1. The Last Days of Krypton

**Okay, so, unlike with the Redux of** _ **The Bat Vol. 1,**_ **This fic's redux is more of a rewrite. The plot will be largely the same, with a similar level of detail to the redux being seen on** _ **The Bat**_ **but will differ in a few points. But enough about that. R &R, please, no flames, B.**

 **...**

 **Krypton, 1985**

Jor-El walked around the large, crystalline lab. He'd recently returned from a trial going on, overseen by Krypton's ruling council. It wasn't one he was comfortable with being one of the character witnesses on, given his position as a childhood friend of the accused.

However, Kryptonian law called for such witnesses to be present, and as the majority of the man's acquaintances had served with him in the military, it was Jor'El's place, as the sole remaining person who'd known the man, Dru-Zod, now known simply as General Zod, outside of members of his military unit, Jor-El was the only witness who could be called.

He moved over to his computer terminal, moving crystals about until a holographic projection of Krypton appeared, a graph of the different radiations present appearing beside it. Notably, the output of radiation from Krypton's sun was massively disproportionate to it's norm. Jor-El couldn't believe his eyes.

When he'd been told he was to present testimony on Zod's character, and that his friend was being tried for tampering with the solar control matrix used to provide continual power to Krypton's cities, such as Argo and Kandor, Jor-El had hardly believed it. Of course, the lack of time in between had left him little time to do anything but go and visit the hospital where his wife, Lara, was currently resting, preparing for the birth of their son.

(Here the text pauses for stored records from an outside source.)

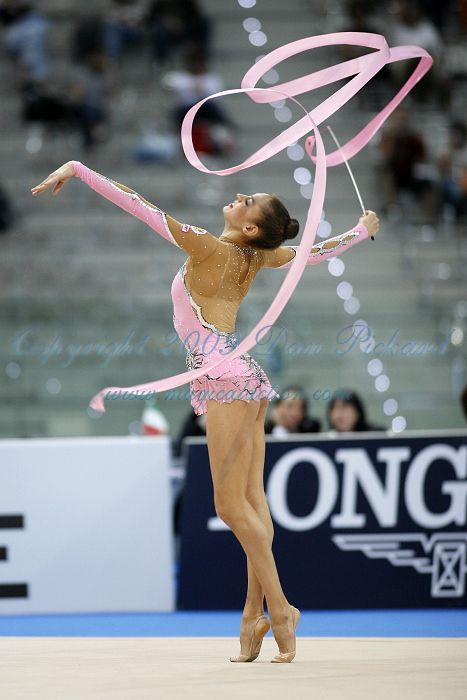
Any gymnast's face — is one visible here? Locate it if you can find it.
[222,192,271,236]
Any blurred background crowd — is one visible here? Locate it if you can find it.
[0,0,467,455]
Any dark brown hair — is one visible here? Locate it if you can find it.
[250,194,300,249]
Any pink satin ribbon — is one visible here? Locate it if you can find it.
[89,32,433,413]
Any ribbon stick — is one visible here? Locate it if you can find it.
[326,124,375,241]
[89,32,433,412]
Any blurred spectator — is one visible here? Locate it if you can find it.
[337,0,392,109]
[0,184,14,234]
[264,386,321,436]
[385,0,448,109]
[0,0,49,80]
[460,384,467,421]
[145,0,211,65]
[103,0,144,60]
[162,48,235,155]
[71,14,106,63]
[140,399,170,435]
[437,120,467,219]
[20,80,73,125]
[420,0,454,35]
[70,49,116,150]
[173,410,206,457]
[377,105,437,222]
[327,389,386,433]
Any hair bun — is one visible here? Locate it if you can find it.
[285,219,300,238]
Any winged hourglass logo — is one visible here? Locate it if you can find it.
[331,532,467,598]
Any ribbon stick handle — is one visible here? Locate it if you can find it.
[326,124,375,241]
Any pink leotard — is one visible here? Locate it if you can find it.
[73,161,368,415]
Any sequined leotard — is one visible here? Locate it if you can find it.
[73,161,368,415]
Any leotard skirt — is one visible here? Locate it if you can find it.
[171,263,279,415]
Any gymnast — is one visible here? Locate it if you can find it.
[31,160,379,663]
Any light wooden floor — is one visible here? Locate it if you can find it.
[0,636,467,700]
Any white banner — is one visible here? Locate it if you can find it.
[0,436,174,614]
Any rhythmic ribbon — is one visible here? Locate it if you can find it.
[89,32,433,413]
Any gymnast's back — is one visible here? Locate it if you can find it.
[71,161,368,333]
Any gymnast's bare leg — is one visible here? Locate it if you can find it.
[243,399,274,619]
[206,400,295,652]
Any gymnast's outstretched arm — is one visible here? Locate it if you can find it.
[261,223,369,269]
[32,160,219,262]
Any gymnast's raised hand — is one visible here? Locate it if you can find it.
[31,160,76,196]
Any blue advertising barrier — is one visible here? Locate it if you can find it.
[177,430,467,610]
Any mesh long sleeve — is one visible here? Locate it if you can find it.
[271,224,369,270]
[72,160,181,248]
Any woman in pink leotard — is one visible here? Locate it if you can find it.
[31,161,379,663]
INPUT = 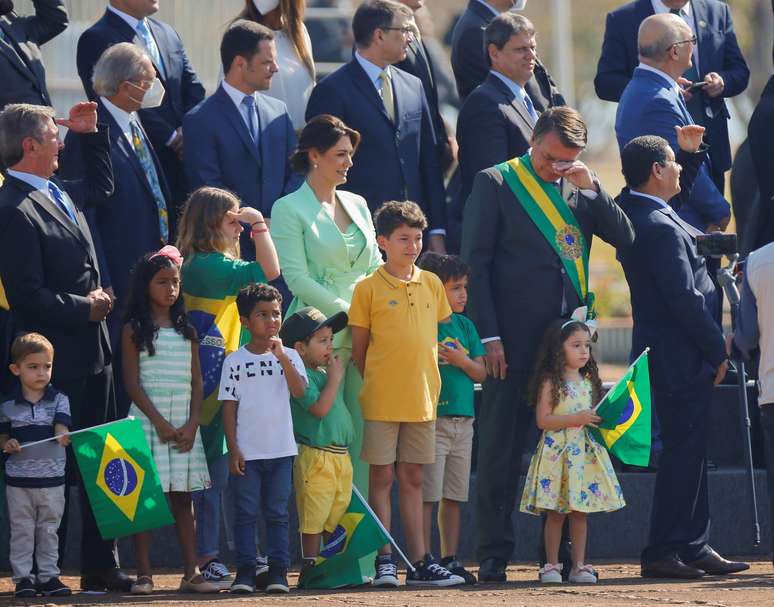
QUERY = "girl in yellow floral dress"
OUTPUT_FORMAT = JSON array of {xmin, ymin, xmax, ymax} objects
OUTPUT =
[{"xmin": 520, "ymin": 320, "xmax": 625, "ymax": 584}]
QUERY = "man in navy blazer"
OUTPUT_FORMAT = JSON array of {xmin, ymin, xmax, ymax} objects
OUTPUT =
[
  {"xmin": 618, "ymin": 135, "xmax": 748, "ymax": 578},
  {"xmin": 306, "ymin": 0, "xmax": 446, "ymax": 251},
  {"xmin": 183, "ymin": 19, "xmax": 301, "ymax": 259},
  {"xmin": 76, "ymin": 0, "xmax": 204, "ymax": 227},
  {"xmin": 594, "ymin": 0, "xmax": 750, "ymax": 192},
  {"xmin": 615, "ymin": 14, "xmax": 731, "ymax": 232}
]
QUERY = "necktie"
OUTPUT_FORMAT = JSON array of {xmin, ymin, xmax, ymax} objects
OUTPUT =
[
  {"xmin": 137, "ymin": 19, "xmax": 165, "ymax": 76},
  {"xmin": 48, "ymin": 181, "xmax": 78, "ymax": 224},
  {"xmin": 242, "ymin": 95, "xmax": 260, "ymax": 147},
  {"xmin": 129, "ymin": 120, "xmax": 169, "ymax": 244},
  {"xmin": 379, "ymin": 70, "xmax": 395, "ymax": 123}
]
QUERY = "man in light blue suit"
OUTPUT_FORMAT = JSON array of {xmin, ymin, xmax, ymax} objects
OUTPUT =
[
  {"xmin": 183, "ymin": 20, "xmax": 301, "ymax": 260},
  {"xmin": 615, "ymin": 13, "xmax": 731, "ymax": 232},
  {"xmin": 306, "ymin": 0, "xmax": 446, "ymax": 252}
]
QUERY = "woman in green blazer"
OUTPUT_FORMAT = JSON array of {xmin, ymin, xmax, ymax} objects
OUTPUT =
[{"xmin": 271, "ymin": 114, "xmax": 382, "ymax": 495}]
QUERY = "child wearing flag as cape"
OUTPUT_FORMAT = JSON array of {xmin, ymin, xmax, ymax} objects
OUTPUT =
[{"xmin": 520, "ymin": 320, "xmax": 625, "ymax": 584}]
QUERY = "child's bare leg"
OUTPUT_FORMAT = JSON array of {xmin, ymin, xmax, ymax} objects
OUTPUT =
[
  {"xmin": 543, "ymin": 510, "xmax": 566, "ymax": 565},
  {"xmin": 438, "ymin": 498, "xmax": 461, "ymax": 556},
  {"xmin": 368, "ymin": 464, "xmax": 395, "ymax": 554}
]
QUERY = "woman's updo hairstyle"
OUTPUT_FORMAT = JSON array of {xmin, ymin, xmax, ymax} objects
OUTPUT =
[{"xmin": 290, "ymin": 114, "xmax": 360, "ymax": 175}]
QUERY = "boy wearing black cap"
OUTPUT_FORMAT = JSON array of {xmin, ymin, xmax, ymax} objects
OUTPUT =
[{"xmin": 280, "ymin": 307, "xmax": 355, "ymax": 585}]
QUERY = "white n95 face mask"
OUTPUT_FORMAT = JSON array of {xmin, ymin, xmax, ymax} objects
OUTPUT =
[{"xmin": 253, "ymin": 0, "xmax": 279, "ymax": 15}]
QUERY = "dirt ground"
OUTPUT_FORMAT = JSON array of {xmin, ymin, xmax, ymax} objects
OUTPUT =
[{"xmin": 0, "ymin": 561, "xmax": 774, "ymax": 607}]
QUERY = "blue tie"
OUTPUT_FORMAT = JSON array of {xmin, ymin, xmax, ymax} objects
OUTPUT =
[
  {"xmin": 129, "ymin": 120, "xmax": 169, "ymax": 244},
  {"xmin": 48, "ymin": 181, "xmax": 78, "ymax": 224},
  {"xmin": 137, "ymin": 19, "xmax": 165, "ymax": 76}
]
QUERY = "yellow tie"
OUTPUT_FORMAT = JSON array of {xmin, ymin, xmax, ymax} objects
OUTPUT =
[{"xmin": 379, "ymin": 70, "xmax": 395, "ymax": 123}]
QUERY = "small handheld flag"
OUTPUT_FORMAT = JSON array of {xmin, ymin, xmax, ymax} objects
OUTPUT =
[
  {"xmin": 71, "ymin": 418, "xmax": 174, "ymax": 539},
  {"xmin": 591, "ymin": 348, "xmax": 651, "ymax": 466}
]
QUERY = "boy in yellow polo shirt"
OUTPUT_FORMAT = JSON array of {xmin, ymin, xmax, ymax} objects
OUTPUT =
[{"xmin": 349, "ymin": 201, "xmax": 464, "ymax": 587}]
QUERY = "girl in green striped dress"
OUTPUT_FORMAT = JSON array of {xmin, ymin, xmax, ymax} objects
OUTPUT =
[{"xmin": 121, "ymin": 246, "xmax": 218, "ymax": 594}]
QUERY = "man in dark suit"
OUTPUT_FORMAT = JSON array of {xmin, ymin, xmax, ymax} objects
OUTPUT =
[
  {"xmin": 618, "ymin": 135, "xmax": 749, "ymax": 578},
  {"xmin": 457, "ymin": 13, "xmax": 550, "ymax": 211},
  {"xmin": 462, "ymin": 107, "xmax": 633, "ymax": 581},
  {"xmin": 76, "ymin": 0, "xmax": 204, "ymax": 229},
  {"xmin": 62, "ymin": 42, "xmax": 170, "ymax": 415},
  {"xmin": 183, "ymin": 19, "xmax": 301, "ymax": 259},
  {"xmin": 0, "ymin": 0, "xmax": 67, "ymax": 109},
  {"xmin": 615, "ymin": 14, "xmax": 731, "ymax": 232},
  {"xmin": 0, "ymin": 103, "xmax": 132, "ymax": 592},
  {"xmin": 306, "ymin": 0, "xmax": 446, "ymax": 251},
  {"xmin": 594, "ymin": 0, "xmax": 750, "ymax": 192}
]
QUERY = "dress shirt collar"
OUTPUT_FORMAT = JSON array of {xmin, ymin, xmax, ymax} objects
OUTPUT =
[
  {"xmin": 629, "ymin": 188, "xmax": 669, "ymax": 209},
  {"xmin": 355, "ymin": 51, "xmax": 392, "ymax": 91}
]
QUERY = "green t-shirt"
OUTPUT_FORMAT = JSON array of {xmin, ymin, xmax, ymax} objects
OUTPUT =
[
  {"xmin": 438, "ymin": 314, "xmax": 486, "ymax": 417},
  {"xmin": 290, "ymin": 367, "xmax": 355, "ymax": 447}
]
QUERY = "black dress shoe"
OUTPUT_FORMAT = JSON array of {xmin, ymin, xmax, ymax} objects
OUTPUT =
[
  {"xmin": 687, "ymin": 548, "xmax": 750, "ymax": 575},
  {"xmin": 640, "ymin": 555, "xmax": 704, "ymax": 580},
  {"xmin": 478, "ymin": 558, "xmax": 507, "ymax": 582}
]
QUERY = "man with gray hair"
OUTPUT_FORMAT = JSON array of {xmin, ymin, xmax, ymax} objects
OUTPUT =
[
  {"xmin": 615, "ymin": 13, "xmax": 731, "ymax": 232},
  {"xmin": 457, "ymin": 13, "xmax": 563, "ymax": 214},
  {"xmin": 62, "ymin": 42, "xmax": 170, "ymax": 422},
  {"xmin": 0, "ymin": 103, "xmax": 131, "ymax": 592}
]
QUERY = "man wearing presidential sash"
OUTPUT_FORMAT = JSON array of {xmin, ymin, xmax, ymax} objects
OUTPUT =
[{"xmin": 462, "ymin": 107, "xmax": 633, "ymax": 581}]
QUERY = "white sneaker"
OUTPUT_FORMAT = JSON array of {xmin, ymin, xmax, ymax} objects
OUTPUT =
[
  {"xmin": 570, "ymin": 565, "xmax": 597, "ymax": 584},
  {"xmin": 540, "ymin": 563, "xmax": 562, "ymax": 584}
]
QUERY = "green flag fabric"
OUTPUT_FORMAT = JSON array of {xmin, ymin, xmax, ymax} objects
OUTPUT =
[
  {"xmin": 72, "ymin": 417, "xmax": 175, "ymax": 539},
  {"xmin": 591, "ymin": 350, "xmax": 651, "ymax": 466},
  {"xmin": 298, "ymin": 491, "xmax": 389, "ymax": 589}
]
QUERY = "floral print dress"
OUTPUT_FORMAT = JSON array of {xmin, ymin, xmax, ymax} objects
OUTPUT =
[{"xmin": 520, "ymin": 379, "xmax": 626, "ymax": 515}]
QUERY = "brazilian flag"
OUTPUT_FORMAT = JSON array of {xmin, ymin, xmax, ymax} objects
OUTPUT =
[
  {"xmin": 591, "ymin": 349, "xmax": 651, "ymax": 466},
  {"xmin": 298, "ymin": 486, "xmax": 389, "ymax": 588},
  {"xmin": 72, "ymin": 417, "xmax": 175, "ymax": 539}
]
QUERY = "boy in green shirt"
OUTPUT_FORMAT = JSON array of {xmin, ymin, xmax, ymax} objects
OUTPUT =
[
  {"xmin": 417, "ymin": 252, "xmax": 486, "ymax": 584},
  {"xmin": 280, "ymin": 307, "xmax": 355, "ymax": 583}
]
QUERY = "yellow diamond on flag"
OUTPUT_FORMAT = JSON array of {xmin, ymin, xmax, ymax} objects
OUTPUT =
[{"xmin": 96, "ymin": 432, "xmax": 145, "ymax": 521}]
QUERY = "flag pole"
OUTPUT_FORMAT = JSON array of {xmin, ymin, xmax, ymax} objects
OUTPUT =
[
  {"xmin": 19, "ymin": 415, "xmax": 134, "ymax": 449},
  {"xmin": 352, "ymin": 483, "xmax": 416, "ymax": 572}
]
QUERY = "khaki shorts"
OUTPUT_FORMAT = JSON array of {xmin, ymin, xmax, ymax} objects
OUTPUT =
[
  {"xmin": 293, "ymin": 445, "xmax": 352, "ymax": 534},
  {"xmin": 422, "ymin": 417, "xmax": 473, "ymax": 502},
  {"xmin": 360, "ymin": 420, "xmax": 435, "ymax": 466}
]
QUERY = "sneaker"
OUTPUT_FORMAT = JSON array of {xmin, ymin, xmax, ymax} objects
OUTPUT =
[
  {"xmin": 371, "ymin": 554, "xmax": 398, "ymax": 588},
  {"xmin": 406, "ymin": 554, "xmax": 465, "ymax": 586},
  {"xmin": 266, "ymin": 566, "xmax": 290, "ymax": 594},
  {"xmin": 540, "ymin": 563, "xmax": 562, "ymax": 584},
  {"xmin": 201, "ymin": 559, "xmax": 234, "ymax": 590},
  {"xmin": 229, "ymin": 565, "xmax": 255, "ymax": 594},
  {"xmin": 13, "ymin": 578, "xmax": 37, "ymax": 599},
  {"xmin": 570, "ymin": 565, "xmax": 597, "ymax": 584},
  {"xmin": 441, "ymin": 555, "xmax": 478, "ymax": 585},
  {"xmin": 38, "ymin": 577, "xmax": 72, "ymax": 596}
]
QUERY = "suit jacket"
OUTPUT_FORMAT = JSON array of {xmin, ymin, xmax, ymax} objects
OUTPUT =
[
  {"xmin": 306, "ymin": 58, "xmax": 446, "ymax": 229},
  {"xmin": 0, "ymin": 0, "xmax": 67, "ymax": 108},
  {"xmin": 619, "ymin": 190, "xmax": 726, "ymax": 392},
  {"xmin": 457, "ymin": 73, "xmax": 546, "ymax": 204},
  {"xmin": 0, "ymin": 130, "xmax": 113, "ymax": 380},
  {"xmin": 451, "ymin": 0, "xmax": 566, "ymax": 106},
  {"xmin": 271, "ymin": 181, "xmax": 382, "ymax": 348},
  {"xmin": 462, "ymin": 168, "xmax": 633, "ymax": 372},
  {"xmin": 594, "ymin": 0, "xmax": 750, "ymax": 176},
  {"xmin": 60, "ymin": 101, "xmax": 169, "ymax": 308},
  {"xmin": 615, "ymin": 68, "xmax": 731, "ymax": 231}
]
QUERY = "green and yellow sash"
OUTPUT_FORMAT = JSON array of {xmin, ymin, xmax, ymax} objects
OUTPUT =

Now, it looked as if the accusations could be true. Someone _had_ manipulated the solar control matrix. This after Zod had called for a vote of no confidence in the leadership of the council; at first, Jor-El had assumed this trial was some kind of political reprisal from a perturbed rival. Now it looked like the only reprisal had come from Zod.

"See anything interesting, Jor-El?" Came a voice from behind him, Jor-El turning to see Zod stood there, the light reflecting of his dark hair and beard, wearing his fitted black bodysuit, his family's crest on the chest, black robes falling over it, Jor-El instinctively shutting down the hologram and moving away from Zod "What's the matter, Jor? You seem frightened of something."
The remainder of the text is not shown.